This article is based on tax law for the tax year ending 28 February 2016

Author: Lesedi Seforo (SAIT)

National Treasury hosted a workshop on the 26th of March 2015 to discuss commentary received from industry regarding the cross-issue of shares dealt with in paragraph 11(2)(b) of the Eighth Schedule to the Income Tax Act No. 58 of 1962 (hereinafter ‘the Act’). SAIT attended the workshop and wishes to provide feedback to its members.

Background

Prior to the amendment brought about by the Taxation Laws Amendment Act (No. 31 of 2013) ("TLAA”), paragraph 11(2)(b) stated that there was no disposal of an asset where a company issued shares. The amendment provided an exception to this rule in instances where a resident company issues shares in exchange for shares in a foreign company. This effectively subjects the issue of such shares to capital gains tax (‘CGT’).  Although the main intention was to target the cross-issue of shares, the legislation hits any share-for-share exchange where any foreign shares are received in exchange for the issue of South African shares.

According to the Explanatory Memorandum on the Taxation Laws Amendment Bill, 2013:

The income tax framework seeks to strike a balance between permissible tax-free restructuring and the shifting of value offshore in order to effect an indirect corporate migration…

Many of the transactions of concern involve the dual cross-issue of shares between a resident and a non-resident. The purpose of the cross-issue is to shift control offshore free of tax.
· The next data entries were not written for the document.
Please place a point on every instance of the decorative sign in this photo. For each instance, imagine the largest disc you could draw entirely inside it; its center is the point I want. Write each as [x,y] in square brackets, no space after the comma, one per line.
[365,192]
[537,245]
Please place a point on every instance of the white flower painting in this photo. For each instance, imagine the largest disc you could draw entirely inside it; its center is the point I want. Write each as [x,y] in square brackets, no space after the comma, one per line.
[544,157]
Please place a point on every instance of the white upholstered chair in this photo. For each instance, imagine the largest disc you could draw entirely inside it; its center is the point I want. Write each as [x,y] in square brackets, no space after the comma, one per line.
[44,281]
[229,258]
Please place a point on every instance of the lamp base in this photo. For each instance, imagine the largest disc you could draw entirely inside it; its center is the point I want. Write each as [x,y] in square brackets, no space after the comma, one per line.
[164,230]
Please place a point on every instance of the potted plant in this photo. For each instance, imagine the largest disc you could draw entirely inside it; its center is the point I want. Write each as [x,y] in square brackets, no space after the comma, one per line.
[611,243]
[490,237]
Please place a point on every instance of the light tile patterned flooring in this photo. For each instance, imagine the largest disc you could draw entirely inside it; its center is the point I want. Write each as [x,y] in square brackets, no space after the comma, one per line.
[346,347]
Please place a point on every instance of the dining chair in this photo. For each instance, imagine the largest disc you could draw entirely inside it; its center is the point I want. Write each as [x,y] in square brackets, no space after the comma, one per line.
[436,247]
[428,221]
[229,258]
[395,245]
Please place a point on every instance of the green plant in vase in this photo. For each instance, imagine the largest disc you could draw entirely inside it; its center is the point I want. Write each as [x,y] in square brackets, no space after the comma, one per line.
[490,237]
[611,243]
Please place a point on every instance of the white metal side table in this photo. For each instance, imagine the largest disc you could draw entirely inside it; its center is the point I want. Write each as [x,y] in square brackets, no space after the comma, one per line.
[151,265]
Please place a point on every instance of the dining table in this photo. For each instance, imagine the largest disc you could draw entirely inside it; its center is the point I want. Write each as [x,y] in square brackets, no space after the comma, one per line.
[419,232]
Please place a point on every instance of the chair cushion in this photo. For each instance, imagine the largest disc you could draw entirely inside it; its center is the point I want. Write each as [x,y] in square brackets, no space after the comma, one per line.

Many of these transactions also have the added benefit of the participation exemption, whereby the foreign shares received by the domestic transferor are also free of tax upon the subsequent disposal.

The anti-avoidance rules has subsequently come under heavy criticism as being overly broad.  The new anti-avoidance rule essentially makes the creation of a section 9I headquarter company impossible without paying a heft entry tax.  The new rule also ends the formation of most (if not all) other South African gateway structures.

Workshop discussion

A. Treasury position restated

At the workshop, National Treasury sought to clarify their concerns.  In their view, the share issue concern is problematic when joined with the participation exemption.  The idea here is that the tax-free acquisition via a share issue can be combined with a subsequent disposition of the foreign shares tax-free via the participation with special emphasis on a subsequent company migration from South Africa.

I particular, once a resident company is controlled by foreign shareholders (after the share issue), a decision may be taken for the company to migrate. Typically, when a company ceases to be a resident, section 9H will deem that company to have disposed of most of its assets at market value, thereby triggering CGT (the so-called "exit charge”). In such an instance, Treasury were concerned that the paragraph 64B participation exemption could exempt the migration from the section 9H exit charge depending on how the law was interpreted.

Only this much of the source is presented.